Tuesday, November 28, 2006

November 28 Flu Update

Sorry for yesterday...needed rest more! Back at it...

A 35 year old woman in Indonesia died of bird flu today. CIDRAP reports. She was reported sick three weeks ago, and died despite receiving treatment for that amount of time.

ProMed is skeptical of this report, citing the lack of details.

CIDRAP also reports that bird flu has hit a second area in South Korea.

ProMed on South Korea--note mod comment lauding quick action by South Korean officials.

OIE report from South Korea provides official confirmation, via ProMed.

Today's news is about money--how much would it cost to fight the bird flu? The UN says it needs $1.3B more than what was pledged last January.

Would a cheap bird flu test help? Vietnam and Hong Kong are testing.

In Alberta, the nine health regions are getting $30 million to prepare for the bird flu.

The Philippines are preparing for major losses in the poultry industry if the flu comes.

Kaduna, a state in Nigeria, is preparing for the bird flu.

India is afraid the bird flu crisis in South Korea might cut down on Korean imports of Indian oilmeal.

Roche says that there is no evidence the flu is becoming resistant to Tamiflu.

Surveillance in South Dakota yields no birds with H5N1.

Companies in Hong Kong are no different than anywhere else--they are not ready for a pandemic.

1 Comments:

At 7:14 PM, Blogger Wulfgang said...

Orange;

Actually I have two comments this evening, so two for the price of one. What a deal.

The ProMed article reminds me of a meeting on pandemic planning I attended in April. When the discussion evolved to H5N1 infection of poultry, the scientists, phyicians, and planners present did not get too excited, since the solution I heard discussed pretty much followed what is described in the article about the S. Korean approach - cordon off and quarrantine the area, use PPE and destroy the infected subjects, safely dispose of the contaminated materials, and conduct disinfectant procedures. Each outbreak would be contained this way. Unless one is a card carrying PETA memeber, this is what is necessary.

When it comes to established known human-to-human outbreak situation, it was said that if quarrantine procedures were not established immediately within a 15 mile radius, then there is no known means to stop the pandemic from spreading. Since then, this viewpoint has not changed. We flood the suspected geographical area with Tamiflu as a precaution, to stop any potential H2H spread.

Second comment.
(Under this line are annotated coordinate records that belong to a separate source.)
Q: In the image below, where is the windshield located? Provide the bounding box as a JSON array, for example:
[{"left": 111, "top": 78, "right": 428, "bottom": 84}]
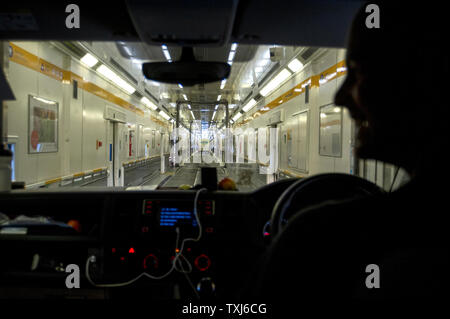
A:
[{"left": 4, "top": 41, "right": 406, "bottom": 191}]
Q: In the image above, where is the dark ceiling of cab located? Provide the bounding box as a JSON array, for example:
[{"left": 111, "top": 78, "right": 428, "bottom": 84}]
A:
[{"left": 0, "top": 0, "right": 361, "bottom": 47}]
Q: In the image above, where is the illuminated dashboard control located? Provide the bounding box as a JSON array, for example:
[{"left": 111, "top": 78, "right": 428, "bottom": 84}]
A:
[{"left": 194, "top": 254, "right": 211, "bottom": 271}]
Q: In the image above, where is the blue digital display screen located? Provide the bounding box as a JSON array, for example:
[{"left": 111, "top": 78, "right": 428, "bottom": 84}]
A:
[{"left": 159, "top": 207, "right": 198, "bottom": 227}]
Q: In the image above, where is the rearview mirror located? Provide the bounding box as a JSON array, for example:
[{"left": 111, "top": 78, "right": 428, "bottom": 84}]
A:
[{"left": 142, "top": 47, "right": 231, "bottom": 86}]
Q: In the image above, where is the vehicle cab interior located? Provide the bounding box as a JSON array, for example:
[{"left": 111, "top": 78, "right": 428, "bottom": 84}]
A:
[{"left": 0, "top": 0, "right": 448, "bottom": 313}]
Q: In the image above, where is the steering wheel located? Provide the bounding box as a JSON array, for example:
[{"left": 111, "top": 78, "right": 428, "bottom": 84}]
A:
[{"left": 270, "top": 173, "right": 384, "bottom": 238}]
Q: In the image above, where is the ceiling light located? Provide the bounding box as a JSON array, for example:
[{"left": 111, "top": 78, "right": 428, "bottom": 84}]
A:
[
  {"left": 159, "top": 111, "right": 170, "bottom": 120},
  {"left": 233, "top": 112, "right": 242, "bottom": 122},
  {"left": 259, "top": 69, "right": 291, "bottom": 96},
  {"left": 80, "top": 53, "right": 98, "bottom": 68},
  {"left": 161, "top": 44, "right": 172, "bottom": 62},
  {"left": 97, "top": 64, "right": 136, "bottom": 94},
  {"left": 34, "top": 97, "right": 56, "bottom": 104},
  {"left": 228, "top": 51, "right": 236, "bottom": 61},
  {"left": 141, "top": 96, "right": 158, "bottom": 110},
  {"left": 288, "top": 59, "right": 303, "bottom": 73},
  {"left": 242, "top": 99, "right": 256, "bottom": 112}
]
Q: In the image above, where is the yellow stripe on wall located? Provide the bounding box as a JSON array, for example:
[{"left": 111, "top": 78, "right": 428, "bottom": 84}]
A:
[{"left": 9, "top": 42, "right": 169, "bottom": 127}]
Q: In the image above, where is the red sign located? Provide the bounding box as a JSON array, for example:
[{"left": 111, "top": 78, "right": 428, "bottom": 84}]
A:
[{"left": 31, "top": 130, "right": 39, "bottom": 150}]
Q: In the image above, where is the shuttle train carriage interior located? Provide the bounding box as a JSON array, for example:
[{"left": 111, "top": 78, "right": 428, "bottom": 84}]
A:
[{"left": 0, "top": 0, "right": 448, "bottom": 303}]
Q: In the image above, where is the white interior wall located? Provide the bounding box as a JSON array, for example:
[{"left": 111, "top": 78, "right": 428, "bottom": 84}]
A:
[{"left": 7, "top": 41, "right": 170, "bottom": 184}]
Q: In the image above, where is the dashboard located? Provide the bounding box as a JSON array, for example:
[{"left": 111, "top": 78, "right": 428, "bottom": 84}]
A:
[{"left": 0, "top": 180, "right": 298, "bottom": 299}]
I have no concrete evidence, but I suspect that the 75% number of Hong Kong business firms that are unprepared for a pandemic, also applies to both the US and Canada. Most business firms are very small and simply do not have the resources or planning where-with-all, to adequately prepare. This is sad, because they will have the most to lose if normal business operations are interrupted. Good bye mom and pop, the Fortune 500's get bigger.

But hey, this is a Democracy, and free enterprise prevails, and it is survival of the fittest in the market place. Shakespeare said, "Yesterday the bird of night did sit, even at noon-day, upon the market-place, hooting and shrieking" (Julius Ceasar). Pretty smart guy.